The study also found that as many as 9 percent of those women who get back false positives will have an unnecessary biopsy.

It’s a trend that has some questioning the mammograms, but for doctors, the trend of false positive results isn’t something that would make them not recommend getting the screenings.

It’s still something doctors urge patients to do, and it will continue to be.

Dr. Laurie Margolies, who works at the Dubin Breast Center at Mount Sinai Medical Center in New York, said the anxiety a false positive may create is a small trade for the chance of actually catching cancer early.

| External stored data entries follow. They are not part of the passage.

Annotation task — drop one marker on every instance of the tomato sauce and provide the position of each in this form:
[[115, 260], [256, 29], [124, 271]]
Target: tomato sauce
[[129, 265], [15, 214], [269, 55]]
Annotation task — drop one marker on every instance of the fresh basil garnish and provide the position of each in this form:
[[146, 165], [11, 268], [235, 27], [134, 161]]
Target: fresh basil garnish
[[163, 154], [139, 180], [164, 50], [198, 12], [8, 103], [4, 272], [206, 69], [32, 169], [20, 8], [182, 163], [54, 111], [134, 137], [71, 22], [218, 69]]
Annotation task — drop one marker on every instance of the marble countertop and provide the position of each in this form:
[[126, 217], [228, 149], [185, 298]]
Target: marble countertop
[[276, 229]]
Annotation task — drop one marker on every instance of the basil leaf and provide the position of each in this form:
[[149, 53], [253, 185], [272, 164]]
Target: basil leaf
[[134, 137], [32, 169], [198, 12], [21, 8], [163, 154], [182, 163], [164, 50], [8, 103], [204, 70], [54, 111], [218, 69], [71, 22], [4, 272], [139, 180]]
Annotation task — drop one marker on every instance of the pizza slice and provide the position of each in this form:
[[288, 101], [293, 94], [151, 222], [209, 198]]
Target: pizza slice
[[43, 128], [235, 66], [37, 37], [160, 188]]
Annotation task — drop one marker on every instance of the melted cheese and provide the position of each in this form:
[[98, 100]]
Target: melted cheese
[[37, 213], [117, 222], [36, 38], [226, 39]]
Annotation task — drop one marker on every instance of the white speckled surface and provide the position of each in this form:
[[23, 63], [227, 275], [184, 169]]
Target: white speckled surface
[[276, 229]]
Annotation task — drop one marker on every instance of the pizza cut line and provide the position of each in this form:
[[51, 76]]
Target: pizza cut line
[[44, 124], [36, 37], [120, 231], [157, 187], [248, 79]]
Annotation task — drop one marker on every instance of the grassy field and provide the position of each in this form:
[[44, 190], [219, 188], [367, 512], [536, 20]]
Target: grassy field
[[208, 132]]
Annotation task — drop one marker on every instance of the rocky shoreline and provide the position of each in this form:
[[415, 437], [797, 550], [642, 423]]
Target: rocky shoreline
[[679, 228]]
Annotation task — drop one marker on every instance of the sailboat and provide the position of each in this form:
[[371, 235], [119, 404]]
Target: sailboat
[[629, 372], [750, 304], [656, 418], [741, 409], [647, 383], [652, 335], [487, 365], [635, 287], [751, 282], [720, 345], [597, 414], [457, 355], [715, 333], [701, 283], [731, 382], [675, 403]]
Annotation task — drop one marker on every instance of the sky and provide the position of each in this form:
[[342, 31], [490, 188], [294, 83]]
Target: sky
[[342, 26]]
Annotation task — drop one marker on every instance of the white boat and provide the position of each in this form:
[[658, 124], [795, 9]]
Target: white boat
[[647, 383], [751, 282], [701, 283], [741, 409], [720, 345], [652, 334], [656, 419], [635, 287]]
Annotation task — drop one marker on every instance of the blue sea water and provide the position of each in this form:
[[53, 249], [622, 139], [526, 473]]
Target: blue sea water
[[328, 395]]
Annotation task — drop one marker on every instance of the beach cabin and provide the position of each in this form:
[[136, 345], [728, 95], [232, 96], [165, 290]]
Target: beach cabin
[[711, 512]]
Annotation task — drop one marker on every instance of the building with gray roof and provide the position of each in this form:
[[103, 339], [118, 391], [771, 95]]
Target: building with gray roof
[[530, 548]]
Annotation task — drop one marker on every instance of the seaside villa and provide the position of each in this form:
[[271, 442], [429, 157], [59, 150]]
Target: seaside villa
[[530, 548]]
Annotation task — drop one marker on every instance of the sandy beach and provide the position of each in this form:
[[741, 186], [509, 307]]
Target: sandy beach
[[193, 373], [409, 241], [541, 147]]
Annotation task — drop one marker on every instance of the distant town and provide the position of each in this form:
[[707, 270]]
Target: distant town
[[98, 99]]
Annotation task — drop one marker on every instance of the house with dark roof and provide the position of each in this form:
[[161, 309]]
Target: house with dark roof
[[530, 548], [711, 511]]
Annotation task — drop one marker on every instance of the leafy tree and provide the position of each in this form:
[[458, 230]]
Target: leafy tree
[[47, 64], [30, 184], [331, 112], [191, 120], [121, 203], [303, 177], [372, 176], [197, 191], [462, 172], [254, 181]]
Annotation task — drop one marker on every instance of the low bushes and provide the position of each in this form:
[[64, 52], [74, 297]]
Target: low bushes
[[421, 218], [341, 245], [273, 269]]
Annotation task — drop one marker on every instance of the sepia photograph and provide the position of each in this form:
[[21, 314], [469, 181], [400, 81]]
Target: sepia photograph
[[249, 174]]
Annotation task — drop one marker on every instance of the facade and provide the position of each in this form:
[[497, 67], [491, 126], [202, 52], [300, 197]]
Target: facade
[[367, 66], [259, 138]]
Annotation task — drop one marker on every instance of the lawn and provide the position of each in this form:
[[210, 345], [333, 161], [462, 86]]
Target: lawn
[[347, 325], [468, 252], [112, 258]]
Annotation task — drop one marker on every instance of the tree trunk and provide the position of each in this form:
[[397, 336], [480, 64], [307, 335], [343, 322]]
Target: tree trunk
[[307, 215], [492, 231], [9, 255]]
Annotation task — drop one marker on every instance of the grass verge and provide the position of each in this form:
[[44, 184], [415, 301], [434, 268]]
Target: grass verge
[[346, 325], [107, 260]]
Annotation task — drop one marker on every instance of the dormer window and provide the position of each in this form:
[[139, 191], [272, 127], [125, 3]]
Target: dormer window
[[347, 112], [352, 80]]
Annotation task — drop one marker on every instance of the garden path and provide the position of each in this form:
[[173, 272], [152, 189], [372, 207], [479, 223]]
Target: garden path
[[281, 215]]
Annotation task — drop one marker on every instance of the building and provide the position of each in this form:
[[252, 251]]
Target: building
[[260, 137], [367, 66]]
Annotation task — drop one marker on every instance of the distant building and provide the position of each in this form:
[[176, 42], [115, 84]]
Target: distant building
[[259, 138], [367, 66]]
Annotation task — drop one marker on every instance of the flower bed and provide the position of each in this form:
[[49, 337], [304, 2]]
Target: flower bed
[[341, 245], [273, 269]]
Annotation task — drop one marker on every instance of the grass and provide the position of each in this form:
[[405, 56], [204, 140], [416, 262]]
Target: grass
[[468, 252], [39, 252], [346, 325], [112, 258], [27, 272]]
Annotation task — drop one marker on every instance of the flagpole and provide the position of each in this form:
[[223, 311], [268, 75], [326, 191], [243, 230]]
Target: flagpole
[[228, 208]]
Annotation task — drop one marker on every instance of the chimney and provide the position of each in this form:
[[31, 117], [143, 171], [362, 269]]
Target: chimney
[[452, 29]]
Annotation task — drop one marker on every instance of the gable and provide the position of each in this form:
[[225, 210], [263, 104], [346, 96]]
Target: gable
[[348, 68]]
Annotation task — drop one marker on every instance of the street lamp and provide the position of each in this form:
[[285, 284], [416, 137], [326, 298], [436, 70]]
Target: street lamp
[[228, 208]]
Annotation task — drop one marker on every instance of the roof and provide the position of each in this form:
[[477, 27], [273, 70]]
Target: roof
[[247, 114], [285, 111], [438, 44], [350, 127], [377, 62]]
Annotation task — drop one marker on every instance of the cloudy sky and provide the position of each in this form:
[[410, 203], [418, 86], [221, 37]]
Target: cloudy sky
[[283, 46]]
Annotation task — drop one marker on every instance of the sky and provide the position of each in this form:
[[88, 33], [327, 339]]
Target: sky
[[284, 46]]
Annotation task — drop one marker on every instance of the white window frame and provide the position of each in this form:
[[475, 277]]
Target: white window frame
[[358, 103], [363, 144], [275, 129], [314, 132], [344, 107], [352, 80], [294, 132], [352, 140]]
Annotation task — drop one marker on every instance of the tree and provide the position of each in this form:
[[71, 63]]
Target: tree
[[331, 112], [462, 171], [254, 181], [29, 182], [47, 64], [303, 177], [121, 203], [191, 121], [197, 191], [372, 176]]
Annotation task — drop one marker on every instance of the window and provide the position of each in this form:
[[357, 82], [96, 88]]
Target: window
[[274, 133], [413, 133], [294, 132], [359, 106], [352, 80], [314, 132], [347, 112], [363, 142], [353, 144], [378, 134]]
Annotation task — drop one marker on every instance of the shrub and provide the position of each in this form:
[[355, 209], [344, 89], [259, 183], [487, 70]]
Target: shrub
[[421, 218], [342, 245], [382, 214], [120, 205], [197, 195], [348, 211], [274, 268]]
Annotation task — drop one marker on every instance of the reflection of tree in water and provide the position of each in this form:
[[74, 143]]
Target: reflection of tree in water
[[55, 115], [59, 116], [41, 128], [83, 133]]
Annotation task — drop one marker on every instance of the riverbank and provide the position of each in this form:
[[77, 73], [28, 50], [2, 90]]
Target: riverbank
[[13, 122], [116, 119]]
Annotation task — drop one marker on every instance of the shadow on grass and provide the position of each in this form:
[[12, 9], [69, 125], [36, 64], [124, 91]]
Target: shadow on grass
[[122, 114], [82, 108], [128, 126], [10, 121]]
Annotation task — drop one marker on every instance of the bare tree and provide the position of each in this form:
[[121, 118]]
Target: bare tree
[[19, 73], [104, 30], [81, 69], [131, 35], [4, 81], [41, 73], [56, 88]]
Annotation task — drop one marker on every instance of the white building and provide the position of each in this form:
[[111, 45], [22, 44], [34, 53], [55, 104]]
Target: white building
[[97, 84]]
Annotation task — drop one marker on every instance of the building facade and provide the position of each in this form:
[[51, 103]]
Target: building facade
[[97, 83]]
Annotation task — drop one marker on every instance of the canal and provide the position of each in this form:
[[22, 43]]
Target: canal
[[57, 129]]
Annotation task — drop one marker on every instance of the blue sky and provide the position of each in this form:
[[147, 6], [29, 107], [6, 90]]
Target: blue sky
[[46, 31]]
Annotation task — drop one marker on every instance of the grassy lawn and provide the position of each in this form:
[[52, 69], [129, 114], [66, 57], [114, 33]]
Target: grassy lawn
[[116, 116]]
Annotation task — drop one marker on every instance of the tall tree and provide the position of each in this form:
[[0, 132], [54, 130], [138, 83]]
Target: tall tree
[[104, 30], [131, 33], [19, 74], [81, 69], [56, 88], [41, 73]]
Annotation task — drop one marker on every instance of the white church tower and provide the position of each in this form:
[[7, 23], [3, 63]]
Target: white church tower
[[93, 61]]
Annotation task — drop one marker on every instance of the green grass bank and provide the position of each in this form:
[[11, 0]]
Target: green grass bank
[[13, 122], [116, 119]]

“I think most women would rather deal with a little bit of anxiety than have a cancer that is caught later,” she said.

For Fran Levine, a breast cancer survivor who was first diagnosed 15 years ago, the annual screenings are a must.

“I know there is anxiety. I had anxiety obviously until my biopsy came back and then I have even more anxiety,” Levine, 61, said. “I just think it’s part of the process to go through in order to protect ourselves.”

The average mammogram is a quick procedure that uses a noninvasive X-ray targeted to each breast. The X-ray produces pictures that doctors can use to identify and treat any abnormal areas.

Mammograms help detect cancer early, which in many cases is the best way to beat it. Doctors recommend the procedure to all women over 40, even if they have no symptoms or family history of breast cancer.